Delia
Page 8
“I’m taking you out tonight.”
“I’m supposed to be supervising here.”
“Kate told me she would stay late.”
Now Delia returned Alice’s mischievous smile. “Then I guess it is a date.”
Alice slid one hand over Delia’s. “Stop it,” Delia said, “I’ve got blood all over my hands.”
Delia shooed her away and Alice waltzed off down the hospital wing.
Delia and Alice had grown very close over the last six months in Belgium. They were nearly inseparable. They did not share a room but that was about all. Alice made Delia feel alive. It seemed silly when she thought about it, because she had always been alive and very productive, but now everything just seemed a little brighter.
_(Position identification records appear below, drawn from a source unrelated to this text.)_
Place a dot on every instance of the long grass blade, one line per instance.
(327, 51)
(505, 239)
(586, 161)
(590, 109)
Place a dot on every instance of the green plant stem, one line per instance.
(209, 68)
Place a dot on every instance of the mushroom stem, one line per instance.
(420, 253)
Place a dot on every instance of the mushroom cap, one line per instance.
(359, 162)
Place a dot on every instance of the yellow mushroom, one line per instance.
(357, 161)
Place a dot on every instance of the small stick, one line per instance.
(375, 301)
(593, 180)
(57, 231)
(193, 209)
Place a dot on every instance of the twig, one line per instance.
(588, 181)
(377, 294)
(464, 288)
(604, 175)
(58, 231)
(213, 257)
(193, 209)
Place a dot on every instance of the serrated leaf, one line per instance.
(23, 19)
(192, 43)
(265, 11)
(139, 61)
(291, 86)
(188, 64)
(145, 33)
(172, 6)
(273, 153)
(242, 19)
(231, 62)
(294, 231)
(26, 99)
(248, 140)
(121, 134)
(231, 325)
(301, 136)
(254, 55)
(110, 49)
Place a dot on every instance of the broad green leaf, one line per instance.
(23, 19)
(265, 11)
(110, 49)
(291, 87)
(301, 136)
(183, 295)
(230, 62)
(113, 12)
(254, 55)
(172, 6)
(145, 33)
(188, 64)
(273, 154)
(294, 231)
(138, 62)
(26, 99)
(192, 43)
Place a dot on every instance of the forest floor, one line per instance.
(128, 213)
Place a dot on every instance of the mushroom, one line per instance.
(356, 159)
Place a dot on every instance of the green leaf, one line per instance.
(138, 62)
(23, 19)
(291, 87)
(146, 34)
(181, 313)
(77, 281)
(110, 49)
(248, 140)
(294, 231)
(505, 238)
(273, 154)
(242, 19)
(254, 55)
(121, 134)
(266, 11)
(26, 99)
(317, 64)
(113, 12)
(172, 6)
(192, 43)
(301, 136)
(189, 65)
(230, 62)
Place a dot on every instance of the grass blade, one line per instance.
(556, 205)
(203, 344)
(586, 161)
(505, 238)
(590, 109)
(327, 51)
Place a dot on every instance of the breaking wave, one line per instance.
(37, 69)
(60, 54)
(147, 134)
Colors and music seemed to be splashed with life whereas before they were abstract concepts.
It was a confusing time for Delia. She was engaged, working toward a bright future, but now that she was thousands of miles from home, she had found an amazing connection. With a woman, no less. Nothing inappropriate had really happened, yet. They held hands sometimes when they walked and Alice would occasionally stay late in her room with a glass of wine. Delia did not know what it meant, but for the time being, she would just indulge the goodness she felt in Alice’s presence.
Delia had almost made it out of the ward when a patient’s yell caught her attention. The voice that caught her attention belonged to an old soldier with an amputated leg and a nasty chewing tobacco habit.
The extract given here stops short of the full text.